The Financial Intelligence Centre (FIC), has underscored the need for non-profit organisations (NPOs) to resist all forms of local and international persuasions to engage in money laundering and terrorism activities.
It said money laundering, terrorist organisations and NPOs have very different objectives, but often relied on similar logistical capabilities; funds, logistics, human resource and public influence as their key resources to perpetuate impunity.
Terrorist organisations seek the same resources to further their cause, which makes NPOs vulnerable for abuse by terrorists or terrorist networks, Mr Emil Meddy, Manager of FIC had cautioned.
He gave the caution at the Central Regional stakeholders’ forum on the NPO Draft Bill 2021, in Cape Coast on Monday.
The forum sought to solicit inputs from stakeholders to make recommendations to the proposed bill for the benefit of its members.
The Bill seeks to among others to either maintain its Secretariat as a central authority responsible for the sector to coordinate the activities of all NPOs in Ghana or turn it into a Commission.
The Bill also provides an operational definition of an NPO, to establish a regulatory body to promote independence, integrity and good governance practices.
It will ensure NPOs became a force to social and economic development, partner in nation building and an ally to consolidate Ghana’s democratic governance.

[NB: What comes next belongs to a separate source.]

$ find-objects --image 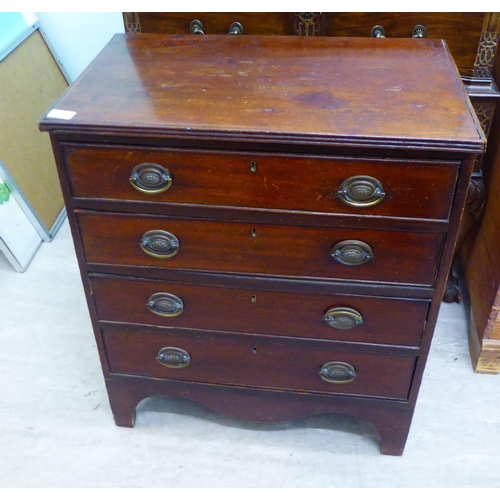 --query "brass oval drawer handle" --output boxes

It was jointly organized by the NPOs Secretariat under the Ministry of Gender, Children and Social Protection (MoGCSP) and sponsored by the Ministry, Financial Intelligence Centre and Deutsche Gesellschaft Fur Internationale Zusammenrabeit (GIZ).
The FIC was established by section 4 of the Anti-Money Laundering Act, 2008 (Act 749) as amended with the mandate to assist in the identification of proceeds of unlawful activity, combat money laundering activities, terrorism financing, proliferation of weapons of mass destruction and any other transnational organized crime.
It also collaborates with revenue authorities to combat tax evasion and other tax crimes.
“We should commit ourselves as a board to help fight and avoid the menace of money laundering with its attendant economic, political and social implications.”
Giving an overview of the Bill, Mr Dela Ashiagbor, Head of NPO’s Secretariat, rallied the unalloyed support of all partners to fully support the ongoing deliberations on the NPO Draft Bill 2021, to ensure accelerated national development.
Some participants praised the MGCSP and partners for the engagement and the opportunity to make informed inputs into the Bill.